I’m trying to run k3s with nvidia support using the newly updated docs at here
I’ve got everything working with regards to the device-plugin. I can exec into the device-plugin pod and run commands like nvidia-smi, however, when I try to run a cuda based container image or something that requires gpu.

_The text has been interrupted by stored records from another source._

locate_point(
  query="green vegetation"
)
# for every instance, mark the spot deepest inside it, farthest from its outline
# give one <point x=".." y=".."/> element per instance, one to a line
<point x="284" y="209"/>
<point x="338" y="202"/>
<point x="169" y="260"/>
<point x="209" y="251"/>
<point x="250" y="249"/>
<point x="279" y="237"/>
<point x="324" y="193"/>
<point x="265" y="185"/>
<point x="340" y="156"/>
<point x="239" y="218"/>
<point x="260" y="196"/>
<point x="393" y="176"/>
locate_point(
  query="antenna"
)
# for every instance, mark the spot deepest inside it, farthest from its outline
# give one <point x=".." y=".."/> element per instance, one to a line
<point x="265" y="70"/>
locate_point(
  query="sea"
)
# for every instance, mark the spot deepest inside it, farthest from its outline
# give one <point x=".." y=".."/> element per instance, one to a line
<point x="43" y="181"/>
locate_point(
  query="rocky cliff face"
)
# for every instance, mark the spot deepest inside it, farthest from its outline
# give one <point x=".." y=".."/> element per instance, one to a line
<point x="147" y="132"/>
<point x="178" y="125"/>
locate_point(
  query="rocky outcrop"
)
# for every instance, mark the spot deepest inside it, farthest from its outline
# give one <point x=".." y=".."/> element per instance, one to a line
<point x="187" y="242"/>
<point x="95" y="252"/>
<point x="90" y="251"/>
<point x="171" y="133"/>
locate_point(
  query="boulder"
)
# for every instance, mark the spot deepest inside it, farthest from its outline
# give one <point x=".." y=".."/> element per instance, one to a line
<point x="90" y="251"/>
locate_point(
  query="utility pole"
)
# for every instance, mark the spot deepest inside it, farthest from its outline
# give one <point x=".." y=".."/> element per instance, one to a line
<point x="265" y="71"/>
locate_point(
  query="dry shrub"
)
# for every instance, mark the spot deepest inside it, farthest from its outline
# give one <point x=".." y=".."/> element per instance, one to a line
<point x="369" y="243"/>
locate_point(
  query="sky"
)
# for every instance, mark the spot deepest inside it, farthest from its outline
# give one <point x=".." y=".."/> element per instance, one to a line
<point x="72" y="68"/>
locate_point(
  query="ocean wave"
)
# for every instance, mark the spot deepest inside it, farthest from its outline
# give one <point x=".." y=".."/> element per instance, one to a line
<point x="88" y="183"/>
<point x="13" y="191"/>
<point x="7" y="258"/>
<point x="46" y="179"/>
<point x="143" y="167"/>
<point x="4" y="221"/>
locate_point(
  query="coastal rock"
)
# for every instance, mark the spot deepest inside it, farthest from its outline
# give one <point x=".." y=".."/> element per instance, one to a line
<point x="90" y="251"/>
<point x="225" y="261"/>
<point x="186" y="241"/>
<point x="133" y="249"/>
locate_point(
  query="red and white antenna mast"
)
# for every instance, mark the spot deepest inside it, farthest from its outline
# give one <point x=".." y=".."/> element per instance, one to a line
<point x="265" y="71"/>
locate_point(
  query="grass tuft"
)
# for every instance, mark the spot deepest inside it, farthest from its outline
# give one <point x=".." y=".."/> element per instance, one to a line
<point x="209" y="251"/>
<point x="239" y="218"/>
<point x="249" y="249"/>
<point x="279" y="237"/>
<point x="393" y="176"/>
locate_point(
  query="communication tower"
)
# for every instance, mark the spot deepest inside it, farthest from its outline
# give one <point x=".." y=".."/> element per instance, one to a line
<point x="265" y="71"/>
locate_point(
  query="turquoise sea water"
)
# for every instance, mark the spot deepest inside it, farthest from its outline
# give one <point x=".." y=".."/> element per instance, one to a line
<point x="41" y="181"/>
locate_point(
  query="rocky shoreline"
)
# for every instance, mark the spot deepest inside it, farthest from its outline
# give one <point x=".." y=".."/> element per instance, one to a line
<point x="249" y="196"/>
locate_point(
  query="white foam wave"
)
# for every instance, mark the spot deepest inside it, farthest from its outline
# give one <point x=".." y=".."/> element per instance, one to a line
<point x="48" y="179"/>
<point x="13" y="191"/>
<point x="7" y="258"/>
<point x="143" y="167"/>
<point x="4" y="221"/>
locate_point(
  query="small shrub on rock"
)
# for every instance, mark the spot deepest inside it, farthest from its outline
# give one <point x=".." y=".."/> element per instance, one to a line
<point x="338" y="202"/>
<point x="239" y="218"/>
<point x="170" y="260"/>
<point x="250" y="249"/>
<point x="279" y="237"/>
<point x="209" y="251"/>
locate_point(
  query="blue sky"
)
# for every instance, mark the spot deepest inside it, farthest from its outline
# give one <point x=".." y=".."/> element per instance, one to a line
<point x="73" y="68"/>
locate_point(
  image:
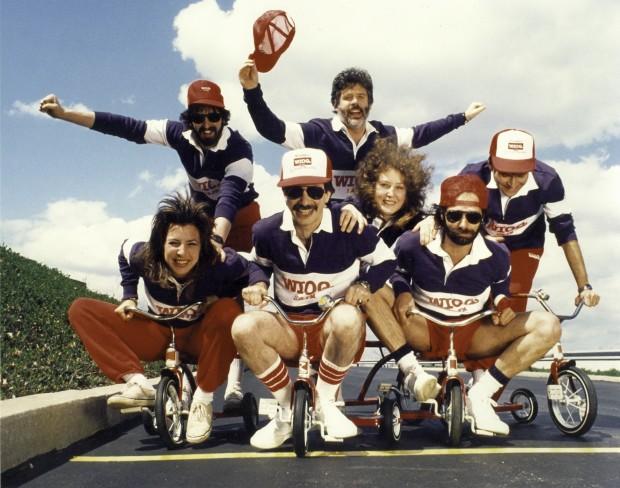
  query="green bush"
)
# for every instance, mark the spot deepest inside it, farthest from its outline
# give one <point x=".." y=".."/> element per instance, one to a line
<point x="40" y="351"/>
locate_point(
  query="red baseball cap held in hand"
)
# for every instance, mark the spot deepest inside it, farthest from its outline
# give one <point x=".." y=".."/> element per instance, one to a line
<point x="305" y="166"/>
<point x="454" y="186"/>
<point x="513" y="151"/>
<point x="273" y="33"/>
<point x="204" y="92"/>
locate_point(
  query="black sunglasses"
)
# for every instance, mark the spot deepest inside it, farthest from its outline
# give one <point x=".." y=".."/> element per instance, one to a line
<point x="197" y="118"/>
<point x="295" y="192"/>
<point x="454" y="216"/>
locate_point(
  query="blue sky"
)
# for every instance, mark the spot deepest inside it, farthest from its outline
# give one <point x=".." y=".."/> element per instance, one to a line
<point x="70" y="196"/>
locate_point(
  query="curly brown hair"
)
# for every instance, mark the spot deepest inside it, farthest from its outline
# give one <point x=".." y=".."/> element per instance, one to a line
<point x="177" y="209"/>
<point x="384" y="155"/>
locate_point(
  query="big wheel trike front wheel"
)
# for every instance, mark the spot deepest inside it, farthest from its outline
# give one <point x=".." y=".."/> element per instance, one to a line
<point x="573" y="406"/>
<point x="170" y="422"/>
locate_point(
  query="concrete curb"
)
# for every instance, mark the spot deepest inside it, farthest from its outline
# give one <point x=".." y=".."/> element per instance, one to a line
<point x="38" y="424"/>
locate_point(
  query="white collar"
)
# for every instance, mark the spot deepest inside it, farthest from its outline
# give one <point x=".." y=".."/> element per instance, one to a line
<point x="479" y="250"/>
<point x="338" y="125"/>
<point x="530" y="184"/>
<point x="325" y="225"/>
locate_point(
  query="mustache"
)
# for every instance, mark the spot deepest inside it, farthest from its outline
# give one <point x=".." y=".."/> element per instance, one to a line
<point x="299" y="206"/>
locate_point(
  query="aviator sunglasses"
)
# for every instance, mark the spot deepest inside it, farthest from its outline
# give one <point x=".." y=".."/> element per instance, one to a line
<point x="197" y="118"/>
<point x="295" y="192"/>
<point x="454" y="216"/>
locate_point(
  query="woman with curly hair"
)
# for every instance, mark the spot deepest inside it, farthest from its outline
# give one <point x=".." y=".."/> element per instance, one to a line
<point x="391" y="186"/>
<point x="179" y="265"/>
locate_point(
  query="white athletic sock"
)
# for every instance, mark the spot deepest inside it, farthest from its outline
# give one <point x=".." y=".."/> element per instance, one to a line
<point x="138" y="378"/>
<point x="408" y="363"/>
<point x="485" y="387"/>
<point x="203" y="396"/>
<point x="330" y="379"/>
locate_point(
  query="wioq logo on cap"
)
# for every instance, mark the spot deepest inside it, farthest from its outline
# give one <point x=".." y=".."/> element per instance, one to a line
<point x="302" y="161"/>
<point x="305" y="166"/>
<point x="515" y="146"/>
<point x="513" y="151"/>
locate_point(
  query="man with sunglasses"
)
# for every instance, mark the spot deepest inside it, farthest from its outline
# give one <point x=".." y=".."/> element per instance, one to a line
<point x="217" y="160"/>
<point x="522" y="192"/>
<point x="460" y="273"/>
<point x="349" y="135"/>
<point x="310" y="257"/>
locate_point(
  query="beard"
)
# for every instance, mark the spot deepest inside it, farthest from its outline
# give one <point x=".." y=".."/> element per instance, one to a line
<point x="209" y="140"/>
<point x="355" y="123"/>
<point x="459" y="238"/>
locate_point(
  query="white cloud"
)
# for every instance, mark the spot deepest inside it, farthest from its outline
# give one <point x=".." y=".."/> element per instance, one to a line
<point x="129" y="100"/>
<point x="82" y="239"/>
<point x="540" y="67"/>
<point x="176" y="181"/>
<point x="32" y="108"/>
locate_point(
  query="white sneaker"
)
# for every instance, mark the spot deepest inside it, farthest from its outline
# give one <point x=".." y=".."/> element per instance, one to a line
<point x="133" y="395"/>
<point x="199" y="422"/>
<point x="485" y="418"/>
<point x="274" y="434"/>
<point x="423" y="386"/>
<point x="336" y="423"/>
<point x="232" y="400"/>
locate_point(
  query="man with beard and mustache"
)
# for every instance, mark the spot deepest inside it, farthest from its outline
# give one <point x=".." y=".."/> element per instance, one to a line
<point x="349" y="136"/>
<point x="459" y="273"/>
<point x="217" y="160"/>
<point x="310" y="257"/>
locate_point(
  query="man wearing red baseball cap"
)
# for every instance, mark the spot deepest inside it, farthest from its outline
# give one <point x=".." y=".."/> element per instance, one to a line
<point x="523" y="191"/>
<point x="349" y="135"/>
<point x="458" y="274"/>
<point x="217" y="159"/>
<point x="309" y="258"/>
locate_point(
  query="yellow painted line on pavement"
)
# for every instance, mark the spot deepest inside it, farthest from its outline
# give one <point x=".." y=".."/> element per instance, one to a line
<point x="393" y="453"/>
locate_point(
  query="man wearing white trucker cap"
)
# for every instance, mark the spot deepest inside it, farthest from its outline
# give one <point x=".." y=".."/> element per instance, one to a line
<point x="309" y="257"/>
<point x="522" y="192"/>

I get the following error:
failed to create containerd task: failed to create shim task: OCI runtime create failed: runc create failed: unable to start container process: error during container init: error running hook #0: fork/exec /usr/bin/nvidia-ctk: no such file or directory: unknown
Current device-plugin config:
apiVersion: helm.toolkit.fluxcd.io/v2beta1
kind: HelmRelease
metadata:
name: nvidia-device-plugin
namespace: kube-system
spec:
interval: 1h0m0s
chart:
spec:
chart: nvidia-device-plugin
sourceRef:
kind: HelmRepository
name: nvidia
namespace: kube-system
version: '>=0.15.0 <0.16.0'
values:
config:
map:
default: |-
version: v1
flags:
migStrategy: 'none'
failOnInitError: true
nvidiaDriverRoot: '/run/current-system/sw/bin'
plugin:
passDeviceSpecs: false
deviceListStrategy: envvar
deviceIDStrategy: uuid
migStrategy: none
failOnInitError: true
deviceListStrategy: envvar
deviceIDStrategy: uuid
nvidiaDriverRoot: '/run/current-system/sw/bin'
gdsEnabled: false
mofedEnabled: false
compatWithCPUManager: false
allowDefaultNamespace: false
runtimeClassName: nvidia
affinity:
nodeAffinity:
requiredDuringSchedulingIgnoredDuringExecution:
nodeSelectorTerms:
- matchExpressions:
- key: kubernetes.io/hostname
operator: In
values:
- sheol
gfd:
enabled: true
Here is the pod I’m trying to run just to test:
apiVersion: v1
kind: Pod
metadata:
name: vector-add-gpu-healthcheck
namespace: kube-system
spec:
restartPolicy: OnFailure
runtimeClassName: nvidia
containers:
- name: cuda-vector-add
image: nvidia/cuda:12.0.0-base-ubuntu22.04
resources:
limits:
nvidia.com/gpu: 1
env:
- name: NVIDIA_VISIBLE_DEVICES
value: all
- name: NVIDIA_DRIVER_CAPABILITIES
value: all
My nixos configuration for k3s can be found here
docker version 1.15.0-rc.3
runc version 1.1.12
spec: 1.0.2-dev
go: go1.22.3
libseccomp: 2.5.5
k3s version v1.30.0+k3s1 (14549535)
Has anyone had any luck standing up their own gpu ready pods?